Semasa hidupnya dulu dia orang yang tekun ibadahnya, terpuji budi
pekertinya serta ibu dan nenek yang baik bagi anak dan cucunya," ujar
Kakek sambil menepuk-nepuk pundakku.
Aku terdiam mendengar
penuturannya. Memang begitulah Nenek yang ak kenal. Itu sebabnya kami
semua merasa begitu kehilangan setelah beliau wafat beberapa tahun lalu.
"Jadi
anak yang baik. Biar banyak manfaat yang kamu dapat selama menerima
amanahNya sebagai khalifah di muka bumi ini," nasehat Kakek ketika
melihat aku terdiam menyimak ucapannya tadi. Kakek memang selalu begitu.
Siapa saja yang dijumpai, tidak terbatas anggota keluarga saja, Kakek
selalu wanti-wanti agar tidak neko-neko hidup di alam mayapada ini,
supaya jika kembali ke haribaan Allah bisa khusnul khatimah, akhir yang
baik.
Hampir tiap tahun, aku selalu menyempatkan diri
menyambangi Kakek. Dia hidup sendirian, sementara anak-anaknya yang
sudah memiliki rumah sendiri-sendiri. Saat disarankan untuk ikut di
rumah salah seorang anaknya agar di hari tuanya lebih terawat, Kakek
tidak mau. Aku masih mampu mengurus diri sendiri. Aku tidak ingin
merepotkan mereka, selalu demikian Kakek beralasan tentang
ketidaksiapannya nebeng di keluarga salah satu keturunannya tadi.
"Kapan
kuliahmu kelar, Ko?" tanya Kakek suatu pagi sehabis sarapan dengan lauk
daun singkong rebus, sambal terasi kegemaran Kakek. Semua Kakek sendiri
yang masak. Sejak bujang Kakek memang tukang masak yang baik. Masakan
olahannya tidak pernah ada orang mengatakan tidak enak. Disukai siapa
saja. Tak heran jika rahasia masak Kakek jadi tumpuan menimba ilmu
kuliner dari para tetangganya.
"Sebenarnya sudah selesai, Kek. Tinggal menunggu wisuda saja."
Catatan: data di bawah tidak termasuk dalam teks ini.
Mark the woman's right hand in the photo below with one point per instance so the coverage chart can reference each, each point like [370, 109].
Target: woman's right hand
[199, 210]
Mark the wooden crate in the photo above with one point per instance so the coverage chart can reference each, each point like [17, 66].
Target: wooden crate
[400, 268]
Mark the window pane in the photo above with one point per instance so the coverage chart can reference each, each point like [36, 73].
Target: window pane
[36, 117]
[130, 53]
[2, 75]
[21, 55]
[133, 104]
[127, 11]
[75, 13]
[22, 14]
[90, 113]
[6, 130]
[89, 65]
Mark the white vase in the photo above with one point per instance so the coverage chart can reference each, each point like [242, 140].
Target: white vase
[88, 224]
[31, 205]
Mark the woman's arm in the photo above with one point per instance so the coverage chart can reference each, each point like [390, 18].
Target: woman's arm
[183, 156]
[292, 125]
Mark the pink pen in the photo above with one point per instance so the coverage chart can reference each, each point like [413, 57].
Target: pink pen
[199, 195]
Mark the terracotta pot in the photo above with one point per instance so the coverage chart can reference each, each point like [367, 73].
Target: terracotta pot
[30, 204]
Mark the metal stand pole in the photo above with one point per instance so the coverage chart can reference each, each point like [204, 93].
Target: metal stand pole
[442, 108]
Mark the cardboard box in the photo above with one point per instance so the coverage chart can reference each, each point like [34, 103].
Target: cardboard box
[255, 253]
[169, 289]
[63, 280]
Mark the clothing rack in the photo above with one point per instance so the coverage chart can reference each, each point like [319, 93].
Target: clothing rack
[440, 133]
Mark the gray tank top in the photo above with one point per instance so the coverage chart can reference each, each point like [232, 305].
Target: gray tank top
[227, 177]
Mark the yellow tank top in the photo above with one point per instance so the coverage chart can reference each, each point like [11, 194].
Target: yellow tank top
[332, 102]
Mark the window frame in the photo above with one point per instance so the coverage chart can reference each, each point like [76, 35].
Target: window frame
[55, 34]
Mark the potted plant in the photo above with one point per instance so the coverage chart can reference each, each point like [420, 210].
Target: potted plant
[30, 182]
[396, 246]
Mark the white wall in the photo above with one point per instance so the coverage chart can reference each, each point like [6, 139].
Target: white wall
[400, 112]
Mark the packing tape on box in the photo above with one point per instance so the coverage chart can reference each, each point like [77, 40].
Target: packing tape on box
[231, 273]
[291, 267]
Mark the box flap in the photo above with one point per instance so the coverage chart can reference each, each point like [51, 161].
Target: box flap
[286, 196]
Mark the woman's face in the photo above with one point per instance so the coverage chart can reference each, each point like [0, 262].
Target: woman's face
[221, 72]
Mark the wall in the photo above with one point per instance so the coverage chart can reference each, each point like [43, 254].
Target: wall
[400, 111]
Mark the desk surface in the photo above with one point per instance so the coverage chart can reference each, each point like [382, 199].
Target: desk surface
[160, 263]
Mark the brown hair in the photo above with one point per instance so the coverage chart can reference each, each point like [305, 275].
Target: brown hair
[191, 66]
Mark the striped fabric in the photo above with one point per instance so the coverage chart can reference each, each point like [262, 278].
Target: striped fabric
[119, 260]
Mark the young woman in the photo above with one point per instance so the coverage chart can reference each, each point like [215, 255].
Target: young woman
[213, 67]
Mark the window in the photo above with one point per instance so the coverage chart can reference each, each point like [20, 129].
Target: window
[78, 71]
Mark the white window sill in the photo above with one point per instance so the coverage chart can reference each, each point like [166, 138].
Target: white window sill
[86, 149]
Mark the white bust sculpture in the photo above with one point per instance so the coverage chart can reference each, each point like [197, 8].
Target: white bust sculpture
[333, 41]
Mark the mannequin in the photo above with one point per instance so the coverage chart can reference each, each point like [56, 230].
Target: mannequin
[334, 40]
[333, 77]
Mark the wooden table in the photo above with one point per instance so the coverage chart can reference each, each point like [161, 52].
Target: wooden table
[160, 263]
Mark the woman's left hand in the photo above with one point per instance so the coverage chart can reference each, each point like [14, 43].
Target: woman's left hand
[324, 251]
"Oh…Terus, rencanamu ke mana setelah bangku perguruan tinggi kelak kamu tinggalkan?"
"Kerja, Kek."
"Kerja apa?"
"Apa saja mau, asal halal dan bisa untuk menopang hidup. Keinginan saya tidak terlalu muluk-muluk, Kek."
"Bagus.
Tapi ingat,jangan menyalahgunakan wewenang, menyimpangkan kekuasaan
demi keuntungan pribadi. Jaman ini memang langka orang yang idealis
demikian. Lebih baik muncul sebagai manusia langka ketimbang menjadi
orang jelek tingkah lakunya secara berjama’ah, Ko."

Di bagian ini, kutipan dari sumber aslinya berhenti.